With the previous administration’s focus on American sovereignty, independence, law and order, and patriotic love of country, and a vocal opposition to socialism, communism, political correctness, wokeness in general and specifically the so-called “critical race theory,” it was imperative to the revolutionary effort that the Trump administration be removed. Recent rallies in Ohio and Florida and Arizona in which tens of thousands of enthusiastic supporters were in attendance shows clearly that the Democrat communist revolution, so thoroughly foreseen by people like Whittaker Chambers over 75 years ago, is not at all a movement of the majority of the American people.
Humans are not good at warnings; we too often wait for a crisis before taking action that, had it occurred in a timelier fashion, would have been preventative—and perhaps less painful. Though Chambers and many others issued warnings over the years it is sometimes difficult to see slow changes as part of a larger picture until a crisis moment is reached, then all comes into painful focus.
Success Breeds Self-Contempt
Some have said that American navel-gazing and vicious, catastrophic self-criticism are functions of a nation of too much comfort, of too much economic success and perceived stability, of a limited home front experience of warfare. At the center of this particular view is that a country that is not required to retain its unity and cohesion in the face of external challenges; a country that no longer appreciates its freedoms and those who identified and formulated those freedoms; a country that no longer appreciates its own existence and those who sacrificed to create it and later to secure it, is a country in a grave crisis.

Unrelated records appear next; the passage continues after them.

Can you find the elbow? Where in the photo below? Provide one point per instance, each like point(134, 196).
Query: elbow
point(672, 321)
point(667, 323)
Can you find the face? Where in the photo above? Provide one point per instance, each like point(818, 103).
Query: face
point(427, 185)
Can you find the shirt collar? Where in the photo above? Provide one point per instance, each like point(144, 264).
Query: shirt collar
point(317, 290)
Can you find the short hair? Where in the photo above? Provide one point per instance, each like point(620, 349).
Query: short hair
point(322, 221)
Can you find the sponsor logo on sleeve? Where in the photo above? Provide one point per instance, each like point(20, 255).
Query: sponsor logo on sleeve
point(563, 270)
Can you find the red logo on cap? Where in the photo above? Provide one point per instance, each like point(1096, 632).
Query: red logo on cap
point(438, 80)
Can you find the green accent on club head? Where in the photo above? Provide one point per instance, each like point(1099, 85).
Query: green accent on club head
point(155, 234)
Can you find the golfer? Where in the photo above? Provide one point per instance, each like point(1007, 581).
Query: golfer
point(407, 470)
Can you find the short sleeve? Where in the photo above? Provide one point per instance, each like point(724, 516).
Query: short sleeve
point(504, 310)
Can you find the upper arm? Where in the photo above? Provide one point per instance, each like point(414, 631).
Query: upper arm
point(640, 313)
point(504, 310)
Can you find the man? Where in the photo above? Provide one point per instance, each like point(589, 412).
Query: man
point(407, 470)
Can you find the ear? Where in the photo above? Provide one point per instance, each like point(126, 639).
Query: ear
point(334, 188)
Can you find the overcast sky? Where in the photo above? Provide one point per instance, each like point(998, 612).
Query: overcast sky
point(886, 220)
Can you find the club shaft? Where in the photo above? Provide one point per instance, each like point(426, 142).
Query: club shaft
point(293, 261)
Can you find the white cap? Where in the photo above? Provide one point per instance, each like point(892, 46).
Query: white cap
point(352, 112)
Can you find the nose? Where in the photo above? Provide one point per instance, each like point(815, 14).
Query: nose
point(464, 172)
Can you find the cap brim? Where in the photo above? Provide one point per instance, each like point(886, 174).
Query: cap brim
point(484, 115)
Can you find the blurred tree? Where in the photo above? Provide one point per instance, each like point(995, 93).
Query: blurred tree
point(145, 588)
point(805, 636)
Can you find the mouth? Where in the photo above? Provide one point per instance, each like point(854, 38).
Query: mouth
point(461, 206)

In the face of all of the hyper-critical, generally false and hyperbolic criticisms of the country and its people as being racist, hegemonic, and altogether too white emanating from the race-obsessed and racist Democrat-Marxists are the millions of illegal immigrants who will breach any border and break any law to get here. Even the revolutionists themselves know that all of this hyper-criticism of the country is a great fraud—people want to come to the United States for the personal freedoms it promises under the constitution, in addition to the economic opportunities that exist here; we know this because they always say so. The illegal and legal immigrants never say that they want to come to the United States because it’s a dysfunctional and hateful country full of racists and injustices.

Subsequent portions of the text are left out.